Krieg und Frieden im Kinderzimmer
Mecklenburg-Vorpommern: Im Spielzeugmuseum Peenemünde wird am Wochenende eine neue Ausstellung eröffnet
Am 10. Juni erlebt Peenemünde, der geschichtsträchtige Ort auf der Insel Usedom im Osten Mecklenburg-Vorpommerns, eine Premiere besonderer Art. Der Suhler Maler und Bildhauer Herbert König und Museumsleiter Ehrhard Diller eröffnen in dem 2005 von Diller gegründeten Spielzeugmuseum die Kunstausstellung: »Die Schrecken des Krieges« im Rahmen des Themas »Krieg und Frieden im Kinderzimmer«. Mit lebensgroßen Figuren, Möbeln aus mehreren Jahrhunderten, nunmehr 30 000 Objekten mausert sich das Spielzeugmuseum zu einem Spiel-, Kunst- und Geschichtsmuseum mit 300 Quadratmetern zusätzlicher Ausstellungsfläche und weiteren 1000 Quadratmetern im Außenbereich.
Der Bildhauer Herbert König ist sich nicht zu schade, für sein Hobby, die Sammlung alten Spielzeugs, auf Sperrmüllhaufen herumzusteigen oder bei Haushaltsauflösungen in Dachböden zu stöbern. Die Dinge, die er dort findet und oft selbst repariert, sind für ihn nicht namenlos - alle haben eine eigene Geschichte.
Diller hatte schon vor Jahren mit König die Idee diskutiert, neben dem V2-Raketen-Museum in Peenemünde ein Spielzeugmuseum zu gründen. Er stürzte sich mit wahrer Bauwut darauf, neben der museal dokumentierten traurigen Vergangenheit Peenemündes ein Symbol der Zukunft zu schaffen. 2004 entschloss sich König dann, den Großteil seiner Spielzeugsammlung dem Museum an der Ostsee zur Verfügung zu stellen. Man startete mit Spielzeug aus DDR-Zeiten: Sandmännchen und Schnatterinchen waren stets präsent, viele Besucher erkannten Dinge aus dem eigenen Spielzimmer.

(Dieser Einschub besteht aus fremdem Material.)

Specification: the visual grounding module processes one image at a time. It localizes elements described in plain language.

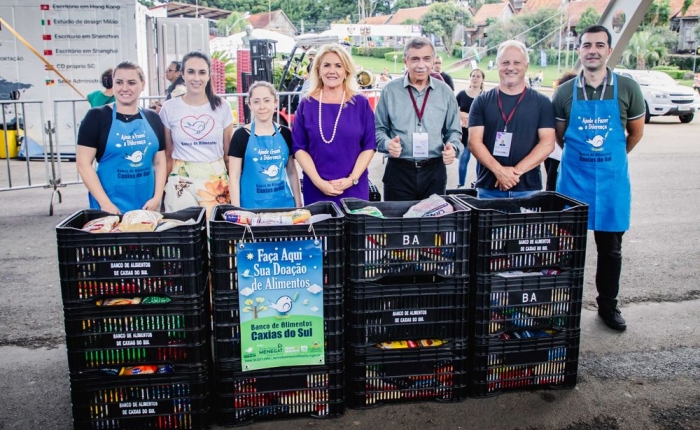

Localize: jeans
[593,231,625,309]
[477,188,540,199]
[382,158,447,202]
[457,145,472,187]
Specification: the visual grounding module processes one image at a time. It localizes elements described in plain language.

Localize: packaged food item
[119,209,163,232]
[81,215,119,233]
[95,297,141,306]
[376,339,445,349]
[350,206,384,218]
[95,296,172,306]
[101,364,175,376]
[156,218,197,231]
[403,194,454,218]
[224,210,255,225]
[224,209,311,226]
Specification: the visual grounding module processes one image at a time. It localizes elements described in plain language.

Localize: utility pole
[557,0,566,73]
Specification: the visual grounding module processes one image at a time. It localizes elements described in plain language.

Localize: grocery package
[224,209,311,227]
[403,194,454,218]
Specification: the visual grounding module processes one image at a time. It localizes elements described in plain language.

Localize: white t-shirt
[160,97,233,163]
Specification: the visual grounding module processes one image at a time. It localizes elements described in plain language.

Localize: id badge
[493,131,513,157]
[413,133,429,159]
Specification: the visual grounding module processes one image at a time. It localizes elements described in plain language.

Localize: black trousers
[593,231,625,308]
[382,157,447,201]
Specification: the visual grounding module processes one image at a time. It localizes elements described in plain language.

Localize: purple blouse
[292,95,377,207]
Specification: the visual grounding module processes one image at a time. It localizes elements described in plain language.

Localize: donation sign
[236,240,325,371]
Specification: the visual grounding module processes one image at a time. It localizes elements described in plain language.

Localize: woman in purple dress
[292,43,377,205]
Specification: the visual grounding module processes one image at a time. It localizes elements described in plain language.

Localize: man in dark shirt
[469,40,554,198]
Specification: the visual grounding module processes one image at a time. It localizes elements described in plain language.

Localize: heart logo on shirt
[180,113,215,140]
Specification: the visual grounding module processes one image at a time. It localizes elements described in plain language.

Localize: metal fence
[0,89,381,215]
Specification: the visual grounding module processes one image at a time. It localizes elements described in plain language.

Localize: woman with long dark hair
[160,51,233,215]
[457,69,485,188]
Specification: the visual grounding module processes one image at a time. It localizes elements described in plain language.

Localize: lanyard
[581,72,608,101]
[406,86,430,129]
[498,87,527,133]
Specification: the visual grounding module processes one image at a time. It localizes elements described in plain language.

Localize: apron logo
[586,135,605,151]
[260,164,281,178]
[124,148,148,167]
[180,114,215,140]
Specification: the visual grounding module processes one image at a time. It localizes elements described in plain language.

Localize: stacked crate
[459,192,588,397]
[56,208,211,430]
[209,202,345,425]
[342,197,470,408]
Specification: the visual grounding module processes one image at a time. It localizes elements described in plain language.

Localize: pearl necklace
[318,90,345,145]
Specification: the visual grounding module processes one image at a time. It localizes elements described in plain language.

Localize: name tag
[493,131,513,157]
[413,133,429,159]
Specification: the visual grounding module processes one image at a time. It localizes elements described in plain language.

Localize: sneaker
[598,306,627,331]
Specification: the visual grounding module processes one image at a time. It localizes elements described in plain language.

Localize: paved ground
[0,102,700,430]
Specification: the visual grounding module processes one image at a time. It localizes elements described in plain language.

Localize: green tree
[622,31,668,70]
[486,19,526,53]
[641,0,671,28]
[576,6,600,34]
[420,2,472,52]
[211,51,238,93]
[514,9,559,49]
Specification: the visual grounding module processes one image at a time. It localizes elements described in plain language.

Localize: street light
[226,12,250,36]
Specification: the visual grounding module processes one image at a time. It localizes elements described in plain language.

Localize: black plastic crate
[213,287,345,363]
[209,202,344,297]
[346,340,469,409]
[71,368,211,430]
[216,361,345,426]
[458,192,588,274]
[472,330,580,397]
[56,207,208,304]
[341,196,471,281]
[473,269,583,341]
[64,298,211,373]
[346,275,469,344]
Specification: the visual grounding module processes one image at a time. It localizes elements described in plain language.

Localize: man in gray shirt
[374,37,464,201]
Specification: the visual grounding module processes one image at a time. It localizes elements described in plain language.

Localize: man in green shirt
[553,25,645,331]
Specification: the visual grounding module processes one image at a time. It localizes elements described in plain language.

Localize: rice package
[403,194,454,218]
[81,215,119,233]
[119,209,163,232]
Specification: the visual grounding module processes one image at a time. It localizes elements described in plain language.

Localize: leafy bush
[352,46,396,61]
[666,55,700,70]
[384,51,403,61]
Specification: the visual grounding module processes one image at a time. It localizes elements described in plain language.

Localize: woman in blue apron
[76,61,167,214]
[229,81,302,209]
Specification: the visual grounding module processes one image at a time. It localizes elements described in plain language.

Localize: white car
[615,69,700,124]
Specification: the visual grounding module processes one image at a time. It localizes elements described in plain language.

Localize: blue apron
[88,105,159,213]
[241,122,294,209]
[557,74,632,232]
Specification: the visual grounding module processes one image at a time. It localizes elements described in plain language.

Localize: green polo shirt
[552,67,646,128]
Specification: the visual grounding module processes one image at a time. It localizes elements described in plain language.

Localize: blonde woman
[292,43,377,205]
[228,81,302,209]
[160,51,233,216]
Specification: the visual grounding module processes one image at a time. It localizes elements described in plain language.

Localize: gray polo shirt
[374,74,464,160]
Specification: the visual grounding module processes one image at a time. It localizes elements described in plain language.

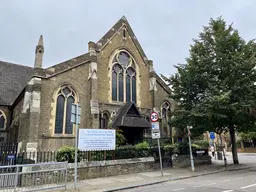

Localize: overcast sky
[0,0,256,75]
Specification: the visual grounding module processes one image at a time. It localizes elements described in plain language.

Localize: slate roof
[112,103,150,128]
[0,61,33,106]
[97,16,147,61]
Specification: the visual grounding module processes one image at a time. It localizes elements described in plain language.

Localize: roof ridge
[96,16,147,62]
[45,52,89,70]
[0,60,34,69]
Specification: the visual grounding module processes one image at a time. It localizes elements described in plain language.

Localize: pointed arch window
[0,111,6,129]
[161,101,171,137]
[54,86,76,134]
[112,50,137,103]
[100,111,110,129]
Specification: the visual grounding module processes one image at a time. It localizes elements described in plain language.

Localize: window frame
[53,85,79,137]
[0,110,7,130]
[110,49,138,103]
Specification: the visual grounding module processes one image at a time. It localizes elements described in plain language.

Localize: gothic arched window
[100,111,110,129]
[112,51,137,103]
[54,86,76,134]
[0,111,6,129]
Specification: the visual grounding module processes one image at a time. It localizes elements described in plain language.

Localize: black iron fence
[0,143,208,170]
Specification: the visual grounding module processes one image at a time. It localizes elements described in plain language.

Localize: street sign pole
[71,103,81,189]
[187,126,195,172]
[157,139,164,176]
[150,112,164,176]
[74,105,78,189]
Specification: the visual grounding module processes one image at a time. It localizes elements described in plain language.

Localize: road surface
[123,167,256,192]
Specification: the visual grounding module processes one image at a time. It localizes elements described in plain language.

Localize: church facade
[0,17,174,150]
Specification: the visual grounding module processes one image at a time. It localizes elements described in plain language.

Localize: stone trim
[49,84,79,138]
[68,157,155,169]
[0,110,7,131]
[108,48,141,106]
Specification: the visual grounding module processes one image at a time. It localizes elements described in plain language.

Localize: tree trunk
[229,125,239,164]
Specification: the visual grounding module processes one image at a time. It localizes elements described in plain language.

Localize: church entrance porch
[120,127,144,145]
[111,103,150,145]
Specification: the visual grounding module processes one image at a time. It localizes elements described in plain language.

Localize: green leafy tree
[165,17,256,164]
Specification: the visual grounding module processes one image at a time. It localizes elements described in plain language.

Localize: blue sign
[7,155,15,160]
[210,132,215,139]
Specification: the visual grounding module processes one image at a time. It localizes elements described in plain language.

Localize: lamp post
[187,126,195,172]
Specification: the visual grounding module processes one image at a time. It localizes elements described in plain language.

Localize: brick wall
[97,26,152,109]
[21,157,154,187]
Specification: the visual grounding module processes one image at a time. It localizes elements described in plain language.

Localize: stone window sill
[43,134,75,139]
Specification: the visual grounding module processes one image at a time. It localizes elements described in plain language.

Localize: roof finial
[34,35,44,68]
[38,35,44,46]
[121,15,127,21]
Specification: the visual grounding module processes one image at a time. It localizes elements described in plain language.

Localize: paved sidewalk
[51,159,251,192]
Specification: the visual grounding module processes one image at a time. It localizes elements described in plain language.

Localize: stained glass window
[118,52,130,66]
[126,75,131,102]
[132,76,136,103]
[54,87,75,134]
[0,111,5,129]
[55,95,65,134]
[112,72,117,101]
[65,96,75,134]
[118,73,124,102]
[112,51,137,103]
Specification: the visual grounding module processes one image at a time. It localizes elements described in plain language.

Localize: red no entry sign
[150,112,158,122]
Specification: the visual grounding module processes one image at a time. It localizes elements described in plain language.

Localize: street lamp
[187,126,195,172]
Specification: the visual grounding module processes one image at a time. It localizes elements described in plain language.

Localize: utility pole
[71,103,81,189]
[187,126,195,172]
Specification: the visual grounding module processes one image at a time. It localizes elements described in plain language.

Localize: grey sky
[0,0,256,75]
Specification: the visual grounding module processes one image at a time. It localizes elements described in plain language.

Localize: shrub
[115,145,136,159]
[134,141,150,157]
[56,146,81,163]
[192,140,209,148]
[116,129,127,146]
[135,141,150,149]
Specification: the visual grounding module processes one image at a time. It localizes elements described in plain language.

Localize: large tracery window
[0,111,6,129]
[112,51,137,103]
[100,111,110,129]
[54,86,76,134]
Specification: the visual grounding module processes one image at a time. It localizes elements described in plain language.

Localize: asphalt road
[123,167,256,192]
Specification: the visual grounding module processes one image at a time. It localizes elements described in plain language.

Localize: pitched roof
[0,61,33,105]
[97,16,147,61]
[112,103,150,128]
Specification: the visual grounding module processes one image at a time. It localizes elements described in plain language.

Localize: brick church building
[0,17,174,151]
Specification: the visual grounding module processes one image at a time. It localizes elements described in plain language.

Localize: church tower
[34,35,44,68]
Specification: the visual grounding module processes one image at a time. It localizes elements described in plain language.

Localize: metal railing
[0,162,68,192]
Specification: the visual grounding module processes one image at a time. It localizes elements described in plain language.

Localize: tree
[163,17,256,164]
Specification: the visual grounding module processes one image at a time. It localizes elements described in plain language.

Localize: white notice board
[78,128,116,151]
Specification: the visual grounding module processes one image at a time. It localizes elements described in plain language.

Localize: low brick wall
[20,157,154,187]
[173,155,212,168]
[230,147,256,153]
[68,157,154,181]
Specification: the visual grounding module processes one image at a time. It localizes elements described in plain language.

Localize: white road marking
[241,183,256,189]
[219,180,230,183]
[172,188,185,191]
[193,185,203,188]
[205,183,216,186]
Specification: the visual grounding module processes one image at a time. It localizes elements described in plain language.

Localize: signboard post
[187,126,195,172]
[209,132,216,160]
[78,129,116,151]
[71,103,81,189]
[150,112,164,176]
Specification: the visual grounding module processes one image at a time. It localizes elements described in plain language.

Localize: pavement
[123,167,256,192]
[49,153,256,192]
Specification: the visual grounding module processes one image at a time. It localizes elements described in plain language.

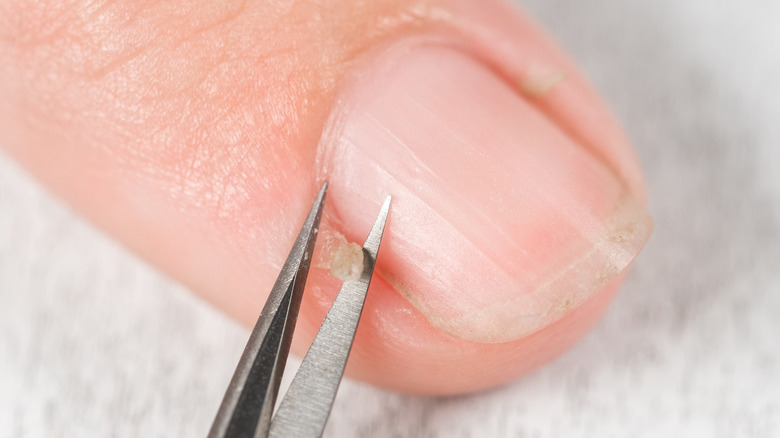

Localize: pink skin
[0,0,651,394]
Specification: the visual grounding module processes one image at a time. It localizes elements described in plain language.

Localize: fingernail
[317,46,652,342]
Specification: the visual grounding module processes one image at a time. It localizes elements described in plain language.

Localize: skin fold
[0,0,651,394]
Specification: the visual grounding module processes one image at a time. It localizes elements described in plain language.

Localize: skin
[0,0,649,394]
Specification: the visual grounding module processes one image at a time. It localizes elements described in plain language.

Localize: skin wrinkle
[0,0,648,392]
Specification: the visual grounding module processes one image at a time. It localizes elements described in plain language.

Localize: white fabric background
[0,0,780,438]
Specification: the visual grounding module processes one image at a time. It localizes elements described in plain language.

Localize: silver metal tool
[208,182,390,438]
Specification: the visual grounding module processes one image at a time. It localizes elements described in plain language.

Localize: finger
[0,0,650,393]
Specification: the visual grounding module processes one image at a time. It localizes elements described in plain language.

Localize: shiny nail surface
[317,46,652,343]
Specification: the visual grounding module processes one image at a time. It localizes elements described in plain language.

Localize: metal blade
[269,196,390,437]
[208,182,328,438]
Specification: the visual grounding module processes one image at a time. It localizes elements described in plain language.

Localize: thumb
[0,0,651,394]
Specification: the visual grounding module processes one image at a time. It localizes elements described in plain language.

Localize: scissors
[208,182,390,438]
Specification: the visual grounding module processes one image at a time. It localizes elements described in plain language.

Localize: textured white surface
[0,0,780,437]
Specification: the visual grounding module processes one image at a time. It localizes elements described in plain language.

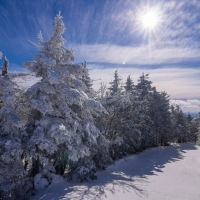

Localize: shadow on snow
[33,143,197,200]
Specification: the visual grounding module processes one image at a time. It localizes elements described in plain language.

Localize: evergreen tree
[24,13,109,181]
[124,75,134,92]
[108,70,121,95]
[0,59,32,199]
[82,60,94,97]
[135,73,152,99]
[2,57,8,76]
[171,105,190,143]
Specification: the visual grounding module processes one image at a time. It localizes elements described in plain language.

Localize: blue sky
[0,0,200,111]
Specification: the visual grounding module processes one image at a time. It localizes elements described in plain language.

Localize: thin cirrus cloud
[0,0,200,111]
[71,44,200,65]
[170,99,200,113]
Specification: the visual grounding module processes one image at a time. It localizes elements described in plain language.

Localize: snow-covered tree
[108,70,121,95]
[124,75,134,92]
[171,105,190,143]
[24,13,109,180]
[2,57,9,76]
[0,59,32,199]
[149,88,172,146]
[82,60,94,97]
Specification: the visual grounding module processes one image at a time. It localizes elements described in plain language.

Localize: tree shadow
[32,143,197,200]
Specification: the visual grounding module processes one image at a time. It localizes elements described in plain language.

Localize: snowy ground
[32,144,200,200]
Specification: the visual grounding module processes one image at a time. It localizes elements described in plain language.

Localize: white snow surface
[32,143,200,200]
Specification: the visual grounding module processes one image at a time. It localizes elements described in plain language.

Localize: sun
[141,10,159,30]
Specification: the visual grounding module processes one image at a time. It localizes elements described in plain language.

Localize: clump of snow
[34,165,63,191]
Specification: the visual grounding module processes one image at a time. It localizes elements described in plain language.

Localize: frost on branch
[0,59,32,199]
[24,13,111,180]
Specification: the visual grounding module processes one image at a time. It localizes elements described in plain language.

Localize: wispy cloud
[88,65,200,99]
[71,44,200,65]
[170,99,200,113]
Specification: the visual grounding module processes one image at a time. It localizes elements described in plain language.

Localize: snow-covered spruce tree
[97,72,144,159]
[2,57,8,76]
[135,73,155,149]
[124,75,134,92]
[171,105,190,143]
[24,13,109,181]
[82,60,94,97]
[0,59,32,199]
[108,70,121,95]
[149,90,172,146]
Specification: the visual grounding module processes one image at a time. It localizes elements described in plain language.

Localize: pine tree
[2,57,9,76]
[124,75,134,92]
[108,70,121,95]
[24,13,109,181]
[82,60,94,97]
[0,59,32,199]
[135,73,152,99]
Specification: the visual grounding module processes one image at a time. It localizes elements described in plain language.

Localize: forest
[0,13,200,199]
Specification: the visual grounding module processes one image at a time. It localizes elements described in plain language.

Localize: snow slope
[32,143,200,200]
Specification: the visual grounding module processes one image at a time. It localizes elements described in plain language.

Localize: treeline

Doch die Ansprüche der Gründerväter wuchsen, die bauliche Hülle wurde zu klein, und Diller begann anzubauen. Er investierte, was er konnte, ging an seine körperlichen und wirtschaftlichen Grenzen. Nicht alles klappte sofort, die Ausstellungsräume mit den Vitrinen, das historische Klassenzimmer aus wilhelminischer Zeit kosteten Kraft und Nerven.
Auch galt es, Tausende von Indianerfiguren im geschichtlichen Zusammenhang zu positionieren. Kerstin Groeber, eine Schriftstellerin aus Bayern, die zur Buchmesse in Leipzig einen neuen historischen Indianerroman präsentierte, war von der Darstellung im Museum begeistert, wechselte Mails mit indianischen Freunden verschiedener Stämme - und fand offene Ohren. Derzeit reist nun Mitch Walking Elk, Medizinmann der Dakota und begnadeter Countrysänger, durch Deutschland. Er wird in Peenemünde gemeinsam mit einem der besten indianischen Gitarristen, Wade Fernandez vom Stamm der Menomie, ein Programm bieten. Fernandez präsentiert neben typischer indianischer Musik auch Songs von Jimmy Hendrix, Mark Knopfler oder Eric Clapton. Mitch Walking Elk und Fernandez werden am 9. Juni auf der Freifläche vor dem Museum auftreten.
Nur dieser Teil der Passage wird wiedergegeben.